Recently I joined a web seminar. It was about using geospatial files in Tableau – the new feature released in Tableau 10.2. We were not able to use geospatial files directly in Tableau before, but only through some clever workarounds. So I made it my goal to learn how to create these files and visualize geospatial data in Tableau itself.
Now that I’ve mastered this skill, I want to share my experience with you.
Where to get geospatial data
There are many ways to make geospatial shape files for Tableau. For starters, you can export them from your Google Maps or use the GMap GIS tool for very simple shapes.
Tableau allows you to import geo data in the following formats:
KML files (.kml)
ERSI Shapefiles (.shp)
MapInfo Tables (.tab)
MapInfo Interchange Formats (.mif)
GeoJSON files (.geojson)
You can obtain publicly available geospatial files from the following sources recommended by Tableau:
From the US:
Data.gov: full catalog of open data in the US
Census.gov: census boundaries
Open Data Philly: great example of what many major cities are offering
National data portals:
UK Ordnance Survey: local administrative and electoral boundaries for Great Britain
Swiss Open Data: administrative, conservation, utilities, and more spatial data for Switzerland
Instituto Brasileiro de Geografia e Estatística (IBGE): comprehensive administrative and census data for Brazil
GADM: catalog of administrative boundaries for nearly every country in the world
HDX (Humanitarian Data Exchange): makes humanitarian data easy to find and use
Creating my own geospatial files for Tableau (Geospatial IronViz)
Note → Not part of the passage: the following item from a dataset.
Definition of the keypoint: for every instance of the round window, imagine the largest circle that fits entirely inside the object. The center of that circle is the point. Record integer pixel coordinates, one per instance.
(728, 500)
If you are anything like me, you’ll want to make your own complex files. To do just that, I downloaded ArcGIS (Windows) and QGIS (Mac) and gave both a fair trial. I used each for 30 minutes, making some test geo shapes. Eventually, I found QGIS to be my best candidate and went forward with making my geo shapes using this open source software.
I've always been interested in cartography. Recently I helped to digitize the David Rumsey map collection by taking scanned map files of old maps and mapping them onto the modern world map using coordinates (where available) or by matching features such as lakes, rivers and cities.
So I decided that for my geospatial training I would take a few really early maps, recreate them in QGIS, and visualize them in Tableau.
I selected these maps and web resources:
Each map is an improvement on the previous map, so instead of recreating each map, I highlighted only the improvements made by cartographers, because that's what matters. There are many maps out there, but I only needed those that actually provide better information.
It’s amazing how in the past people would bet their lives on a piece of fabric, paper or skin with a few very simplistic graphics shapes on it. Those adventurers shared their findings and inspired one another to continue the discovery. It reminds me of the data discovery process that we all, as data people, go through. So I used this analogy to create this minimalist data story.